I’ve been without internet access for 2 days now. Like dog years, 2 internet free days in Spain equal about 200 vacation years or possibly more if you add in the lack of phone access. So much can happen in two days.
When Corey and I met up in Atlanta, he proudly announced that he was going unplugged for this vacation because he only had his iPad, his iTouch and his iPhone.
There’s no correlation between my lack of internet and Corey’s definition of “unplugged” except that the one made me think of the other and Corey makes me laugh.
And none of this has to do with the Alhambra so if you’ll stop asking me questions, I’ll post pictures! Geez… some people’s kids.
How about this for starters?
That’s the Court of Myrtles in the Nasrid Palace. I’m going to apologize right now for the quality of my pictures in this post and just say that I think I forgot how to use my camera. I took a billion pictures and so few of them are any good, or do any justice to this place.
Despite what you may see, however, the Alhambra is Spain’s greatest Moorish palace built in the 14th century by Islam rulers and then taken over by Ferdinand and Isabella in the 15th century. As a tourist attraction, it has one of the more rigorous entrance rituals I’ve encountered because they only allow 6,000 people into the Alhambra per day and only 300 people into the Nasrid Palace at a time. It’s such a popular location that they only sell 1,000 tickets per day to walk up visitors and the rest are advance sales. Chances are good that if I hadn’t bought my tickets online, you would not be subjected to my terrible pictures. Aren’t you lucky? Or something?

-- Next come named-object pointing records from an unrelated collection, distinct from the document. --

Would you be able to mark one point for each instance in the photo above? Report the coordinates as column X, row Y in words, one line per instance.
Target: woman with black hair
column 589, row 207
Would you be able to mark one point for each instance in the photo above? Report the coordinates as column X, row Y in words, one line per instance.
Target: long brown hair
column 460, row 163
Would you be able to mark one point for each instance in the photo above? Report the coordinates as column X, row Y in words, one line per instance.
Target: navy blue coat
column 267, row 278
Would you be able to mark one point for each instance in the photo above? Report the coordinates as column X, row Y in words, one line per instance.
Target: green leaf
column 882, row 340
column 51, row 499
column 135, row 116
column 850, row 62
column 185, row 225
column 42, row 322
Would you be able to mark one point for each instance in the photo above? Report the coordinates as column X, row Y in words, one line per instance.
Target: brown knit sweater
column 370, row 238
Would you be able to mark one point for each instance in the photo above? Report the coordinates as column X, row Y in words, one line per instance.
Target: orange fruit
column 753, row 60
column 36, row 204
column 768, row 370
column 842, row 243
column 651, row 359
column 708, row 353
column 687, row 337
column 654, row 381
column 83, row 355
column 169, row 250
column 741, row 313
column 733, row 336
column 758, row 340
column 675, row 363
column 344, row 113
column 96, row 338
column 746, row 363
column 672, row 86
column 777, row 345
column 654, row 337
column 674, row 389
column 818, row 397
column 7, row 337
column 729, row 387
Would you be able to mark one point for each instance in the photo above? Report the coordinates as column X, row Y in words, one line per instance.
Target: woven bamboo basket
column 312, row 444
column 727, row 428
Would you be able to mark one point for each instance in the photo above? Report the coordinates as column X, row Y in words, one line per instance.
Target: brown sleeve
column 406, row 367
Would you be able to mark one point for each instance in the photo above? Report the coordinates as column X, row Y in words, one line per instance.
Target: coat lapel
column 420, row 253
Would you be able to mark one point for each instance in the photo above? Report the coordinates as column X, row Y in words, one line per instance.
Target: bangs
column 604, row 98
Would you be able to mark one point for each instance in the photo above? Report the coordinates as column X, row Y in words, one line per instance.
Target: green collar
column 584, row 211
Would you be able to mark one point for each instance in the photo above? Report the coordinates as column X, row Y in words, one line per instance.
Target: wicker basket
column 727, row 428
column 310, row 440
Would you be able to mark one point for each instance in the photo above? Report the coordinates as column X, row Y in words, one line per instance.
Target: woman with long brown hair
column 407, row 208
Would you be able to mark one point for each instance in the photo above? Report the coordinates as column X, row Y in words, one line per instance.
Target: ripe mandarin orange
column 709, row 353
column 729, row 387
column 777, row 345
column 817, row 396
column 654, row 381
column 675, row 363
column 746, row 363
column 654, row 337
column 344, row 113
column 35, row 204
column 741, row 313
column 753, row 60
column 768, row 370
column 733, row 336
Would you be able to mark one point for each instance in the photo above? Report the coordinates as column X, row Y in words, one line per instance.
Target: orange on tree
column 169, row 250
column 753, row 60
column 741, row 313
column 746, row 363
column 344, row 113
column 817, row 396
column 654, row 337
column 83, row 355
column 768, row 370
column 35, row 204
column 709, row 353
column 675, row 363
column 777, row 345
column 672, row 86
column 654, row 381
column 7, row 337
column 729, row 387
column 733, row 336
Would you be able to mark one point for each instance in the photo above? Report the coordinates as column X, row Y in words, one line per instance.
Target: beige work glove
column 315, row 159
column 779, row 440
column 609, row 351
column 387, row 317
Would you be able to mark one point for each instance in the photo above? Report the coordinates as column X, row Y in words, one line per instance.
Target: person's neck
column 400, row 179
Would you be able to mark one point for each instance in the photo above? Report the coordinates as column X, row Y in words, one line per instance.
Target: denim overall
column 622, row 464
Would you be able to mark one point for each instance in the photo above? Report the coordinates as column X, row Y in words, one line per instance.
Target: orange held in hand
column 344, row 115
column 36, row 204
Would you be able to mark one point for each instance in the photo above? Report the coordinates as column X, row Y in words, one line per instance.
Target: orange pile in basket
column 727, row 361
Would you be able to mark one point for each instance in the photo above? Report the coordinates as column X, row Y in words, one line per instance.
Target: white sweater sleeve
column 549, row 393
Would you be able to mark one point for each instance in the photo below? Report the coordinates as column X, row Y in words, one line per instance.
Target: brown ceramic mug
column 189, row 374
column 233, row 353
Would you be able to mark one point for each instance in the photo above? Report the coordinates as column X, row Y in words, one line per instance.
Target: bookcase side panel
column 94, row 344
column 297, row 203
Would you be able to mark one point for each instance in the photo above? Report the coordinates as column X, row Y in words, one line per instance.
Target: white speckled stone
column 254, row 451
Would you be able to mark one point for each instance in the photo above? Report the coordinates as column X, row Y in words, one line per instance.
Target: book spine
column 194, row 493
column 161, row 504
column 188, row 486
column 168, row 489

I bought my ticket online and chose a 30 minute window to visit the palace and then had to arrive an hour before my appointment time to pick up my ticket. The website assured me that if I was late, I wouldn’t be admitted. Even arriving early for the palace, this represented about a fifth of the line
The palace is beautiful with every inch of exposed space covered with exquisitely intricate decorations stamped in plaster and carved in wood.
You can still see traces of paint. It’s largely monochromatic now but apparently it used to be painted and gilded as well. The craftsmanship in the Alhambra is overwhelming. I look at places like this and can’t imagine the amount of work, time and the number of people necessary to build something like this.
Can you imagine this ceiling as a riot of color?
or this archway?
Interspersed within all this decoration is this phrase repeated something like 9,000 times throughout the complex
Which means “Only Allah is Victorious.” I find it interesting that Catholic rulers Ferdinand and Isabella took over this palace and renovated parts of it but didn’t disturb any of these phrases. Maybe their interpreters neglected to fill them in on the meaning? or perhaps their aesthetic senses took over.
The gardens are equally as beautiful.
And though Granada has grown since the 14th century, even back in the day I imagine the Alhambra served as a green oasis in the middle of an urban area, like a Central Park for Muslim royalty.
After I saw La Sagrada Familia I felt like seeing another cathedral would be like climbing a mountain after summiting Everest. Fun. Cute. But really?
After the Alhambra, I’m pretty sure I’ve visited the pinnacle of Moorish architecture. But with little else to compare it to, I might need to visit a few hundred more just to make sure. When I get that chance, you’ll hear about it.